Сейчас достоверным следует считать лишь прибытие в Киликию династов из «дома Мопса» со стороны Карии и Лидии, а вероятным -участие в этом завоевании греков-ахейцев, чье имя отразилось в этниконе Trraxaiol. Но мы не знаем, возникло ли «царство Мопса» на юге задолго до движения «народов моря», или в ходе его, или же по его следам, когда вызванные им перемены на политической карте региона могли развязать инициативу местных властителей и подтолкнуть их к попыткам создания новых «империй». Наконец, неизвестно, не могли ли эти лидийско-карийские династы быть на самом деле потомками Мукса - современника Аттариссия, не носил ли некий его потомок, возглавивший это переселение, то же имя, что и пращур, не произошла ли в этом случае контаминация исторического персонажа с пророчествующим полубогом. Неясных моментов здесь много. _
Итак, наиболее отчетливыми реминисценциями в греческих легендах и эпосе событий, связанных в египетских надписях с натиском «народов моря», следует считать разгром ахейской дружины войском фараона в «лживых» рассказах Одиссея и, вероятно, дублирующее ту же тему египетское плавание Менелая, особенно в версии Геродота с финальным бегством в Ливию. Более всего эти сюжеты перекликаются с первым нападением «народов моря», отбитым при Мер-нептахе.
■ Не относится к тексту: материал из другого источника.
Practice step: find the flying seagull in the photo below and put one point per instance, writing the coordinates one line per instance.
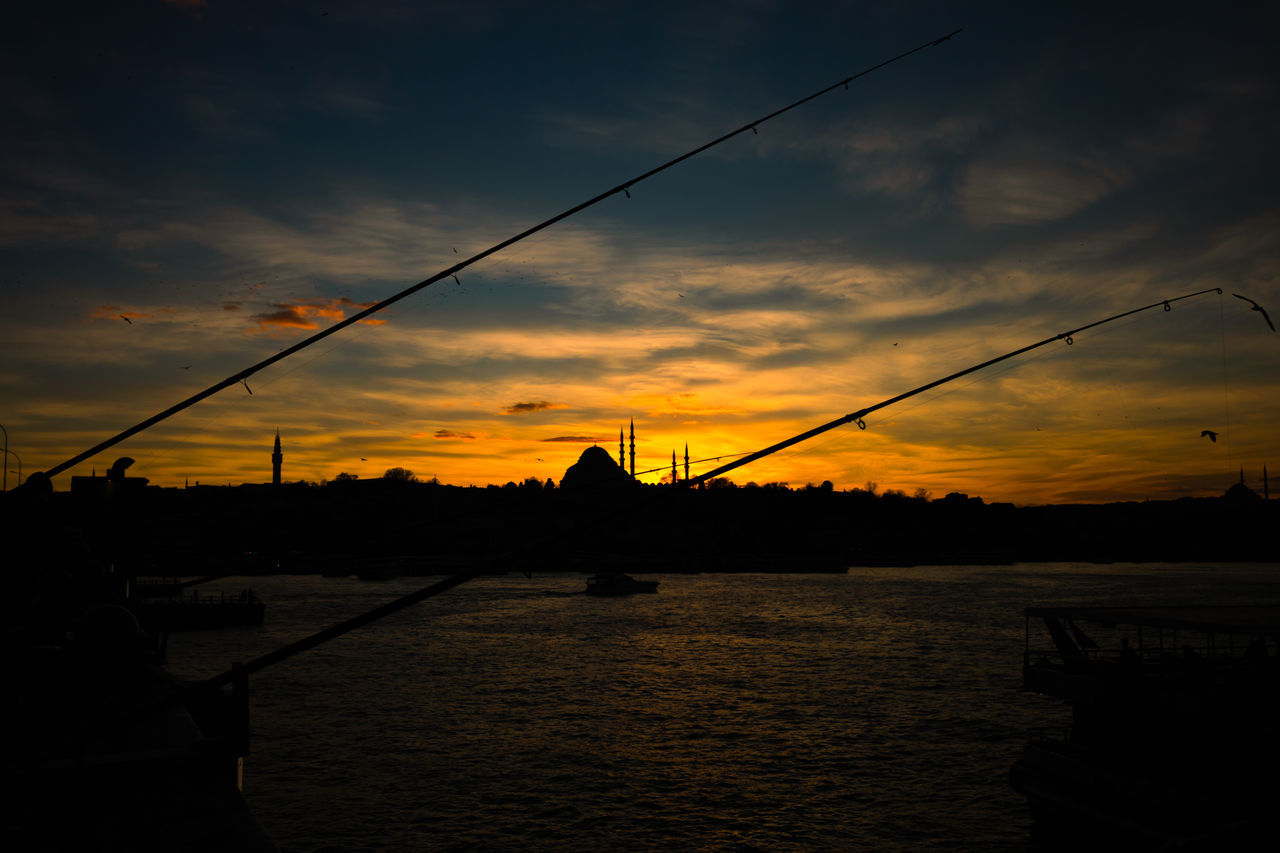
(1258, 309)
Однако в то же время их особенностью, как и более смутных отголосков второго похода «народов моря» в истории Тевкра и, возможно, Мопса, является четкое их тяготение к Троянскому циклу. Все, что коллективная память греков могла сохранить о делах "народов моря", связывается в ней с образом Троянской войны и ее последствиями.
5
Ученые, отвергающие историческую достоверность преданий о Троянской войне или по крайней мере не приемлющие предложенного Блегеном отождествления Трои Vila с «Троей Приама», охотно указывают на «народы моря» как на самых вероятных разрушителей этого города [Heubeck, 1961, с. 115; Finley, 1964, с. 5 и сл.; Nylander, 1963, с. 9 и сл.; Hampl, 1962, с. 48 и сл.]. Казалось бы, велика ли разница, коль скоро точно известно, что в число этих народов входили ахейцы? На самом деле, по мнению скептиков, принятие этой альтернативы подрывает доверие к традиции, ибо египетские надписи будто бы дают совсем другую картину, чем Гомер и прочие греческие авторы. Вместо сплочения ахейского мира вокруг царя Микен, поднимающего греческие племена в священный поход на Трою, мы видим конгломерат этнически разнородных дружин, грабящих средиземноморские города, и среди этого воинства группу ахейцев, неизвестно откуда пришедших - из континентальной Греции, или с островов, или из малоазийских поселений. Если даже воспоминания о набегах этих пиратов претворились с эпическими преувеличениями в Троянских сказаниях, велика ли цена таким свидетельствам, до неузнаваемости деформирующим реальность?